クリストフ・オノレが カンヌで作品を発表するのは今回で7回目だ。彼が最後にクロワゼットを訪れたのは2019年、『 ある視点』部門の『Chambre 212』だが、このフランス人監督をオフィシャルコンペティション部門で見つけるには、『 Plaire, aimer et courir vite』の2018年まで遡る必要がある。
キアラ・マストロヤンニの新作『 Marcello Mio』( クリストフ・オノレ監督)は、2024年カンヌ国際映画祭の オフィシャルコンペティション部門に出品され、5月21日より映画館で公開されている。 父親であるキアラ・マストロヤンニは、突然、母親に変装することを抑えられなくなった。
とても滑稽な最初のシーンでは、プラチナブロンドのかつらとタイトな黒いドレスに身を包んだ女優が、フェリーニの『 ドルチェ・ヴィータ』の有名なシーンを再現するため、アニタ・エクバーグに扮してサン・シュルピスの噴水に身を投げ、写真撮影に臨む !
ニコール・ガルシア監督から 「もっとマストロヤンニらしく、ドヌーヴらしく」と注文されたキアラは、「キアラらしく」と答えた。突然、鏡の前で、モーフィングのシークエンスで、彼女は自分の顔ではなく 亡き父の顔を見る。彼女は父に似せるために 肉体改造を始める。

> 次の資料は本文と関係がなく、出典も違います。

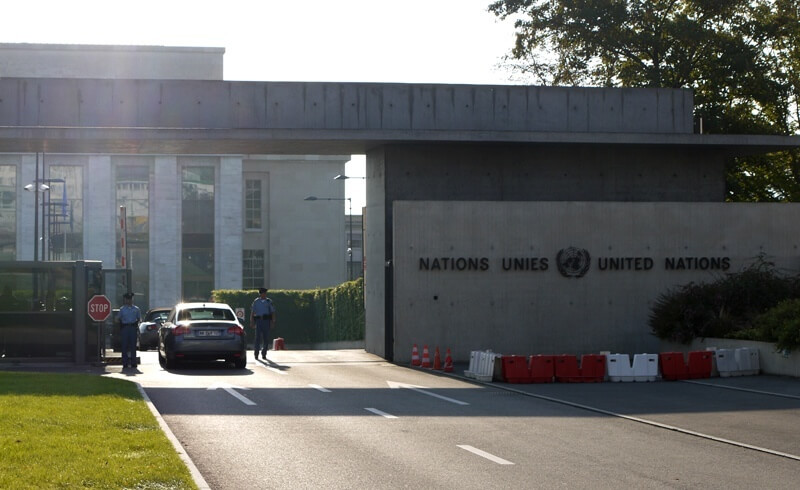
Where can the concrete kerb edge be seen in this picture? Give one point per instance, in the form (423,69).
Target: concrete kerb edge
(196,476)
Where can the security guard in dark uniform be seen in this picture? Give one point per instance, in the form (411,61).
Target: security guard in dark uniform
(262,316)
(129,317)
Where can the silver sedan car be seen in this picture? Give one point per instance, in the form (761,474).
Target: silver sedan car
(201,332)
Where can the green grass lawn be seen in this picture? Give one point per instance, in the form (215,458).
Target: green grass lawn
(82,431)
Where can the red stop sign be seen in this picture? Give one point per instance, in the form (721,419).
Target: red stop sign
(99,307)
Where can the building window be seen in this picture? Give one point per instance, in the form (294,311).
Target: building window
(64,213)
(8,212)
(252,269)
(133,193)
(252,204)
(197,232)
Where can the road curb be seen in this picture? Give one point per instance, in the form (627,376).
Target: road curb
(196,476)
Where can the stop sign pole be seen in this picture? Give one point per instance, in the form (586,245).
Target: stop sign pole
(98,308)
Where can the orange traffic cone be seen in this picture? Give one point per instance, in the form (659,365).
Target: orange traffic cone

このアイデンティティの危機は非常に感動的で(彼女は父親と同じように煙草を吸い、動き、手を空に向けて話す)、私たちにいくつかの笑顔をもたらす(マルチェロ・マストロヤンニそっくりのありえない追跡劇のように)が、この世代間の旅は、ローマを除いてあまり遠くへは行かず、このネポ・ベイビーが女優として、また女優の娘としての自分の立場を心から問うことすら許さない。
カトリーヌ・ドヌーヴ、ベンジャミン・ビオレ、メルヴィル・プポー、ファブリス・ルキーニ、ニコール・ガルシアら、それぞれの役柄に扮した親密な人々の小さな巣が、「父親の亡霊のようだ」と感じている女優の周囲で喧騒を絶やすことはない。